La madre, nerviosa, ya había aparecido hace unos años en la pantalla de los televisores diciendo que su hijo era muy nervioso y que iba a acabar matándola y que “yo muerta y él en la cárcel y después qué pasa”. Lo que pasó fue que, el pasado martes de 16 de abril, el hijo le cortó la cabeza a la madre y sacó la cabeza a pasear por el pueblo de Santomera, Murcia, y todo el tiempo iba por ahí, cabeza en mano, hablándole, diciéndole: “Ahora estás calladita... te quiero mucho”, y yo lo vi todo por televisión...

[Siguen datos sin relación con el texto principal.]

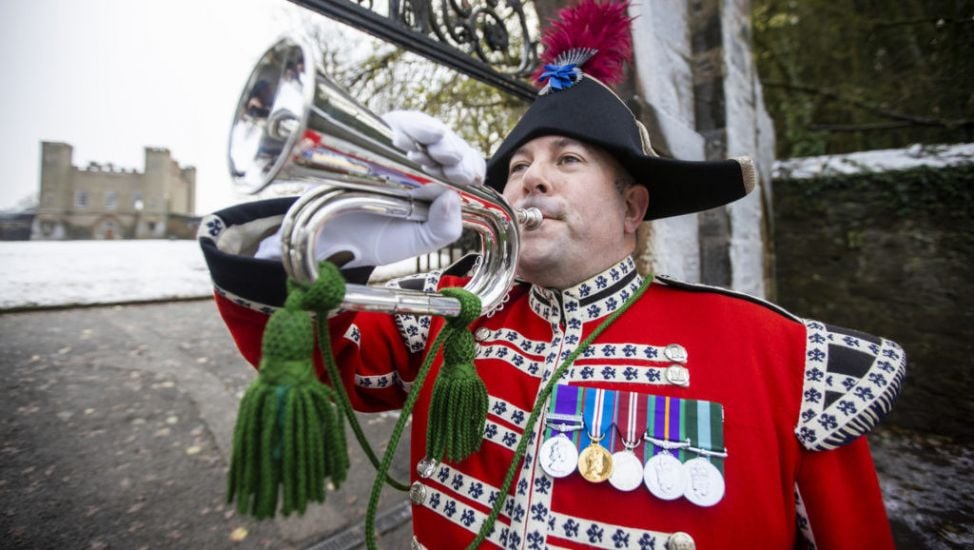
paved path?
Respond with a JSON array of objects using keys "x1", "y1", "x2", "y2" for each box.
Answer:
[
  {"x1": 0, "y1": 300, "x2": 974, "y2": 550},
  {"x1": 0, "y1": 300, "x2": 411, "y2": 549}
]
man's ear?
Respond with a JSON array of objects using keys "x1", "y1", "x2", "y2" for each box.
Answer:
[{"x1": 623, "y1": 183, "x2": 649, "y2": 234}]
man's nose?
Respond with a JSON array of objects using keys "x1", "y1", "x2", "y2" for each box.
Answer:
[{"x1": 521, "y1": 162, "x2": 551, "y2": 195}]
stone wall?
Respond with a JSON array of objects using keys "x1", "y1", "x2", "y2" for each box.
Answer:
[
  {"x1": 774, "y1": 164, "x2": 974, "y2": 442},
  {"x1": 31, "y1": 142, "x2": 196, "y2": 240},
  {"x1": 621, "y1": 0, "x2": 774, "y2": 296}
]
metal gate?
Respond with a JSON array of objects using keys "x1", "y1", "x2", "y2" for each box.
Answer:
[{"x1": 291, "y1": 0, "x2": 539, "y2": 272}]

... en uno de esos noticieros: ahí estaba el Papa junto a Bush (¡qué fotogénico que es Benedicto XVI! Parece alguien más ligado a las religiones de la Tierra Media que a nuestra Tierra de Cuarta) y un avión se había caído en Africa y ahí estaban las postales del siniestro: pedazos de aeronave y alguien había optado por sacar una foto de una computadora portátil achicharrada. Como si se tratara de una víctima más. Pronto, se consignarán el número de lap-tops muertas en accidentes y afines, pienso.
Y me llega uno de esos e-mails colectivos. Una de esas esporas radiactivas y que, textualmente, transcribo aquí: “Una cosita importante, ayer una de mis compañeras iba en el tren con otras cuatro chicas y se les acercó un hombre con acento árabe, y les dijo que lo del 11-M no es nada con lo que va a ocurrir. Que van a correr ríos de sangre todavía. Que tuvieran cuidado el 21 de abril en los centros comerciales. Pues bien, mi compañera cuando llegó a casa fue a la comisaría. Contó lo que había ocurrido, y describió al hombre éste. Con la descripción y las fotos lo reconoció y el tío en cuestión es un sirio que está en busca y captura por el 11-M. La policía le dijo que era la primera vez que una persona iba a la comisaría para contar algo así y que le hubiese ocurrido en primera persona. Le comentaron que corriese la voz. Es completamente cierto, así que no se te ocurra ir de compras la semana que viene. ¿De acuerdo? Díselo a todo el que puedas”.
Escribo todo esto el lunes 21 de abril, en el café de un centro comercial y vaya uno a saber si faltan segundos para que alguien presione la tecla DELETE. Mientras tanto y hasta entonces, mi pantalla me mira y, ganadora, sonríe a la espera de nuevas cositas importantes.
Yo, ahora, la apago –la soplo como a una vela– y me voy a comprar un libro.